For one half, Watkins looked like a Hall of Famer.

He roasted Sean Smith for 48 yards on the first drive of the game. He beat Smith on an inside release, regained the sideline and hauled in a 28-yard touchdown from Taylor before safety Eric Berry could arrive on the scene. He caught a ridiculous 33-yarder in double coverage on third and 6, shoving away veteran Ron Parker in one fluid, intimidating, get-the-hell-out-of-my-way motion.

An official stepped in. Watkins was only heating up. Three plays later, he plucked the ball over Smith’s head for a 21-yard touchdown, chucked the ball behind him and trotted to the sideline.

Forget one first-round pick – this looked like someone worth mortgaging three first-rounders.

Then ... nothing.

“I felt like the coverages were still the same as they were,” receiver Robert Woods said. “Maybe they played him different. On my side, it was the same coverages as earlier.”

Watkins kept it big picture, citing the lack of a killer instinct in the second half. He admitted there might need to be more communication between the players and the coaches to get this right.

“Have to be aggressive for the whole game,” Watkins said, “and that’s something we as players we have to talk to the coach about: being aggressive. And I think for the most part, he was aggressive. But we have to put the nail in the coffin when we’re dealing with great teams like this. Because if you give them a chance and let them live, they started making plays, the defense started playing good. We have to put guys away.”

The second half consisted of one three and out, one touchdown drive kept alive by a Chiefs penalty when Buffalo was punting, one drive that stalled at the Chiefs’ 42-yard line and the final drive that ended with one first down and a turnover on downs.

All in all, pretty uninspiring.

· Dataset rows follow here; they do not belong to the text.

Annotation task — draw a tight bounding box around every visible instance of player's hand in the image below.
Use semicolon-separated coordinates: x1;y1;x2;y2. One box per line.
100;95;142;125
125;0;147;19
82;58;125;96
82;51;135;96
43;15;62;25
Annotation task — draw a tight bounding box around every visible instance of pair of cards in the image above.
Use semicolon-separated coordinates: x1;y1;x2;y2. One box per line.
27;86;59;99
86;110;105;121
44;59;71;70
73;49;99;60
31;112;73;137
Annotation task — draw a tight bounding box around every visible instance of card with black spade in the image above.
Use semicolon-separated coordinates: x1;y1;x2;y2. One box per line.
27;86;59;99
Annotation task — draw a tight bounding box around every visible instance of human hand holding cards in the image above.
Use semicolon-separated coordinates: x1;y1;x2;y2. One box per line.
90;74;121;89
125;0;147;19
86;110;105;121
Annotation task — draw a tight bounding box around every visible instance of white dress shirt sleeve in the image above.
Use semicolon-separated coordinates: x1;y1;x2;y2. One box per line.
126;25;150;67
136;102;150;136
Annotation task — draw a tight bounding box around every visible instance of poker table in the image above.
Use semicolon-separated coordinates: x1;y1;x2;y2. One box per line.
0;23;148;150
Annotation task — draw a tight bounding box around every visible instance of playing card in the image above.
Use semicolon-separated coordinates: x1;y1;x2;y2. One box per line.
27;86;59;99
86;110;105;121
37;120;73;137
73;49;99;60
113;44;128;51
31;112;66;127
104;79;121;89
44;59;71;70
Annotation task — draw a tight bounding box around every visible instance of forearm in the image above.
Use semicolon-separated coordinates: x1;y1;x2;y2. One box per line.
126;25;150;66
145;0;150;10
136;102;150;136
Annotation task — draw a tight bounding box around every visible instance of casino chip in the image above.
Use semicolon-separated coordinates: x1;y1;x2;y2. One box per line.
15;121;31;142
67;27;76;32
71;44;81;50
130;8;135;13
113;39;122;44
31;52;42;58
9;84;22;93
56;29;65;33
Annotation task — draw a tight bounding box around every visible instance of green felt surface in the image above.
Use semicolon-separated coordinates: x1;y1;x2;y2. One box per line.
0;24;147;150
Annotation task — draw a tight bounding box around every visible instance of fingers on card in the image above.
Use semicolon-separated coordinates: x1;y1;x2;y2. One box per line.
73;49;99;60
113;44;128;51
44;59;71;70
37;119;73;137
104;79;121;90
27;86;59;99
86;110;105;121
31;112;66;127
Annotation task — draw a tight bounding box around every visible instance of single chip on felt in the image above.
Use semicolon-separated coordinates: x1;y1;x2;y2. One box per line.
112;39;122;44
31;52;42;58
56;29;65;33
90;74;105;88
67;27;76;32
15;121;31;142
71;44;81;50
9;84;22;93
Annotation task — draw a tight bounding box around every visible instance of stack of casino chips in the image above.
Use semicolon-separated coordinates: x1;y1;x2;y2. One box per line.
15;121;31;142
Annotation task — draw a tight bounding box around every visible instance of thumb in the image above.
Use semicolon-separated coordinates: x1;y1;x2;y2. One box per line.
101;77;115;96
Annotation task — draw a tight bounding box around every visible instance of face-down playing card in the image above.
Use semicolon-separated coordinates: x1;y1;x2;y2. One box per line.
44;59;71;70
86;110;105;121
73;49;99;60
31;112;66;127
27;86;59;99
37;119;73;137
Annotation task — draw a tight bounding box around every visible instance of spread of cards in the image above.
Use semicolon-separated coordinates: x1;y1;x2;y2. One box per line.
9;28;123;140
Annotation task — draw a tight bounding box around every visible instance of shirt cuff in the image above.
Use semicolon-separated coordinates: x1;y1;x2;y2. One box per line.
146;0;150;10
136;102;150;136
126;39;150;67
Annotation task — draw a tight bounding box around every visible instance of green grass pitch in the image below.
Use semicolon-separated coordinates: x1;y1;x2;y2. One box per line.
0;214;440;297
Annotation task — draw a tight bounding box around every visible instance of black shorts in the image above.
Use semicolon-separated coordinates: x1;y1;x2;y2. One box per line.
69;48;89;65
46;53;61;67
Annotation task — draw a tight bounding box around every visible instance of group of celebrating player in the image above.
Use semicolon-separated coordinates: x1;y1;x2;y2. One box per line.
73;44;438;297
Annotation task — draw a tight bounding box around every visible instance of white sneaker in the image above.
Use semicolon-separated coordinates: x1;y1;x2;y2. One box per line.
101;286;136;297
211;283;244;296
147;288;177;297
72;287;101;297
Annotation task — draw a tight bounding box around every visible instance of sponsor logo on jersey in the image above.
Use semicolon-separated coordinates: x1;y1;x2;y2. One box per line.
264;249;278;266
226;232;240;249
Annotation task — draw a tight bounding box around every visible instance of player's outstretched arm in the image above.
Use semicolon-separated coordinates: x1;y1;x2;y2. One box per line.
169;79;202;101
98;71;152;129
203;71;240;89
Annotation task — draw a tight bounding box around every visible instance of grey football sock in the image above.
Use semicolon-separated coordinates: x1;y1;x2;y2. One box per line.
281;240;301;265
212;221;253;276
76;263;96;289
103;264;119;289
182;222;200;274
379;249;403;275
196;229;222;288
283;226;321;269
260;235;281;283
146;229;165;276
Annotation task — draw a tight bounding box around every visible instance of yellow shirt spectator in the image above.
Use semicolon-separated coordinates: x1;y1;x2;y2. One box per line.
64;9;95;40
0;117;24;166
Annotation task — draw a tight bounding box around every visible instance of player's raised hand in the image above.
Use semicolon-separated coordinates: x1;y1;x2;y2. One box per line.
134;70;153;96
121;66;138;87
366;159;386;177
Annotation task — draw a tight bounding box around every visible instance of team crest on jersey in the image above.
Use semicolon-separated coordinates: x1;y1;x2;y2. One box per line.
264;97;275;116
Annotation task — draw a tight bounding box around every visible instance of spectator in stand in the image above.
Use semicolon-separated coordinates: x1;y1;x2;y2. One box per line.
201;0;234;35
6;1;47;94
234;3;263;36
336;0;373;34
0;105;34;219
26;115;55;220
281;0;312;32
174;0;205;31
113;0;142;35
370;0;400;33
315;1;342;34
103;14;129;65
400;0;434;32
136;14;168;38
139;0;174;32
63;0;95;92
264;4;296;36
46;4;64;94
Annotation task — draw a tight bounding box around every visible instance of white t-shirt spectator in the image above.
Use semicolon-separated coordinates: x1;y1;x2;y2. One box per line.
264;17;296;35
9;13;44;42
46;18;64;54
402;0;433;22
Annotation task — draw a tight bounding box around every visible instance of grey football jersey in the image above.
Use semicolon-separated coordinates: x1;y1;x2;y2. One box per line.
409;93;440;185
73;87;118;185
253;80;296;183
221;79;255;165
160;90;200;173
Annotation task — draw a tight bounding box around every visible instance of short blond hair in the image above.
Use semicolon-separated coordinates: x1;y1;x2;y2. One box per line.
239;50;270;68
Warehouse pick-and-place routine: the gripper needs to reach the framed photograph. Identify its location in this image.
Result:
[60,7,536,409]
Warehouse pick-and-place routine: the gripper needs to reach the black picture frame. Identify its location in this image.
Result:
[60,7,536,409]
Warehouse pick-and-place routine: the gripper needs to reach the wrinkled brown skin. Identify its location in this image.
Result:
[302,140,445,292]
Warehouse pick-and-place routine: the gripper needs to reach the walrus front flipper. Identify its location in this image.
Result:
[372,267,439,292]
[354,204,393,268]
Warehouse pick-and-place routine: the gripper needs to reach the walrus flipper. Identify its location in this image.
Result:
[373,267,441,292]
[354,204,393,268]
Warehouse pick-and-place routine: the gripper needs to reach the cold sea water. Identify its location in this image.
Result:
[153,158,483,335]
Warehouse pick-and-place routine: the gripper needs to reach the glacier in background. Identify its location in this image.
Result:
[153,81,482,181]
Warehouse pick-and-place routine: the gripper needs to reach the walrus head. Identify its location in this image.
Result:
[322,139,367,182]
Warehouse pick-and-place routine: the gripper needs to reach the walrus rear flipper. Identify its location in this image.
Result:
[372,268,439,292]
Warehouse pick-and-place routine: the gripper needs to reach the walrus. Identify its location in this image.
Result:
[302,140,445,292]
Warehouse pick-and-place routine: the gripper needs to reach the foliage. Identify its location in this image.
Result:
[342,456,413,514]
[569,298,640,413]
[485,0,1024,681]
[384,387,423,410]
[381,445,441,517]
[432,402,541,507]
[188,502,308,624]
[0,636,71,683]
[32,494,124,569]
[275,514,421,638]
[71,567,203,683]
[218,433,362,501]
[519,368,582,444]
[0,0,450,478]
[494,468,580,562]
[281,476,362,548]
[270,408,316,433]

Taylor said the Chiefs “definitely” changed their coverages.

“The time of possession definitely changed,” Taylor said. “We only had the ball 11 minutes. So we didn’t have a bunch of opportunities to take those shots unlike the first half. It was something we had to work for, take shots when we could and get the ball into some of the guys’ hands.”

So now, time is running out.

Watkins believes the team has the leaders to finish strong and make a playoff push at 5-6. To rally. Afterward, players spoke to each other about staying positive, focused.

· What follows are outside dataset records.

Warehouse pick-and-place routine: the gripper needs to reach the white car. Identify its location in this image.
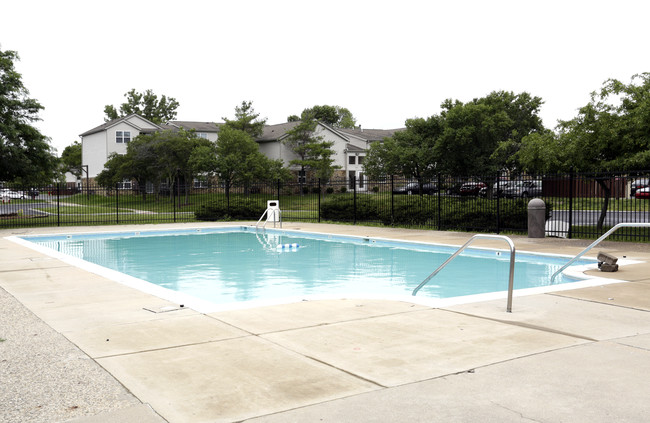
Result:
[0,188,25,199]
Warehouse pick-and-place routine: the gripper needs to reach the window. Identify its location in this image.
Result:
[117,179,131,189]
[115,131,131,144]
[194,178,208,189]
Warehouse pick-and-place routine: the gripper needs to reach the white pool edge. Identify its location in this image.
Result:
[4,229,639,313]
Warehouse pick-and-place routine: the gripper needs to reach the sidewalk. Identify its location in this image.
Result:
[0,224,650,423]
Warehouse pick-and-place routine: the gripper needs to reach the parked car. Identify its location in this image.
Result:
[503,181,542,198]
[0,188,25,199]
[634,187,650,198]
[393,182,438,195]
[478,181,512,197]
[630,178,650,198]
[459,182,487,195]
[446,182,465,195]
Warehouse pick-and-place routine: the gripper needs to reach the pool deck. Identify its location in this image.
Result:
[0,223,650,423]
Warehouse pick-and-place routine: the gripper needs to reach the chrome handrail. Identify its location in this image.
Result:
[411,234,515,313]
[551,222,650,285]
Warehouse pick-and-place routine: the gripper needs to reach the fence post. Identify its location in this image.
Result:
[56,182,61,226]
[390,175,395,226]
[567,169,575,239]
[115,182,120,225]
[171,180,176,223]
[352,176,357,225]
[496,173,501,235]
[438,174,442,231]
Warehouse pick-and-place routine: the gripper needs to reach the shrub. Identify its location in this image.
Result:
[194,198,266,222]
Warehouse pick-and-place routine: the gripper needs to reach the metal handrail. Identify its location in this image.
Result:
[551,222,650,285]
[411,234,515,313]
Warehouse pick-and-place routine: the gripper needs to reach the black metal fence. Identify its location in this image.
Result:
[0,172,650,242]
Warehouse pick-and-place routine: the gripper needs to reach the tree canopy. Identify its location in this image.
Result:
[96,129,211,202]
[61,141,81,178]
[283,116,340,180]
[0,50,58,185]
[104,88,179,124]
[222,101,266,139]
[189,125,287,195]
[364,91,545,189]
[287,105,357,128]
[364,116,444,192]
[435,91,545,176]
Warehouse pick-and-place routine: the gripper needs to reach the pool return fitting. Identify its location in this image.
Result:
[411,234,515,313]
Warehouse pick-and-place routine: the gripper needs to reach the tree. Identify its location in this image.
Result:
[363,116,444,194]
[95,153,126,191]
[298,105,356,128]
[61,141,81,178]
[435,91,545,178]
[283,119,340,181]
[222,101,266,139]
[104,88,179,124]
[190,125,282,198]
[0,50,59,185]
[515,73,650,230]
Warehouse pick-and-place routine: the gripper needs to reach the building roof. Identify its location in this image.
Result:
[79,113,162,137]
[257,122,300,142]
[162,120,223,132]
[336,127,404,142]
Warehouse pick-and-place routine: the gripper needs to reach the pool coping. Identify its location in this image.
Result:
[0,225,650,423]
[5,225,639,313]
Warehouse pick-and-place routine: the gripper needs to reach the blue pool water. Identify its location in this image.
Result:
[24,228,585,304]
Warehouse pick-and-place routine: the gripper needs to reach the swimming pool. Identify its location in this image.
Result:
[11,227,608,312]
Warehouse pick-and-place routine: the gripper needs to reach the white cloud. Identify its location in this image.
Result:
[0,0,650,152]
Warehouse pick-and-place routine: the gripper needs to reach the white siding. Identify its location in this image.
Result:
[81,131,108,178]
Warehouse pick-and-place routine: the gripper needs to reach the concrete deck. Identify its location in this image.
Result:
[0,224,650,423]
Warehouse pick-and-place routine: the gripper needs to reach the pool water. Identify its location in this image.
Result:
[25,228,584,304]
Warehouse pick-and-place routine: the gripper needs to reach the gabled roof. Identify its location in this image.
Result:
[79,113,163,137]
[162,120,223,132]
[336,127,404,142]
[346,144,366,153]
[256,122,300,142]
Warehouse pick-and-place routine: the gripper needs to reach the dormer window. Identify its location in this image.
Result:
[115,131,131,144]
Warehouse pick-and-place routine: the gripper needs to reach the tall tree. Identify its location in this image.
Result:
[0,50,59,185]
[515,73,650,230]
[189,125,285,197]
[435,91,545,178]
[283,119,340,181]
[61,141,81,178]
[363,116,444,194]
[298,105,356,128]
[222,101,266,139]
[104,88,179,124]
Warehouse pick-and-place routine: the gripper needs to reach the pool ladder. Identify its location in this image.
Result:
[551,222,650,285]
[411,234,515,313]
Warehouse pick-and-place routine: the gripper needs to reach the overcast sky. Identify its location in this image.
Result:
[0,0,650,154]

Anything can still happen, he continued. It’s the NFL.

But after coach Rex Ryan said during the week that getting the ball to Watkins must be a priority, the Bills only did so for a half. Oh, that one half was poetry in motion for this Bills offense, as good as its looked in years. Watkins said they got the looks they wanted and that Taylor threw the ball “freely,” something that must continue the rest of the season.

As for that killer instinct ...

The players’ themselves? The play calling? The willingness to take shots?

Whatever Watkins was referring to, that still needs work.

“We just have to harp on it during the week,” Watkins said. “Preparation. If it’s more meetings, do that. It’s all within the team and the players. It’s not on the coaches, it’s on us. We just need to come together even closer every week and just grind.”

When he was finished, Watkins walked out to the hallway and shook hands with Jeremy Maclin. The Chiefs’ top receiver had the final word Sunday, ripping a secondary himself for 160 yards. They spoke briefly and went their separate ways.

One team inched closer to the playoffs, one inched closer to a 16th playoff-less season.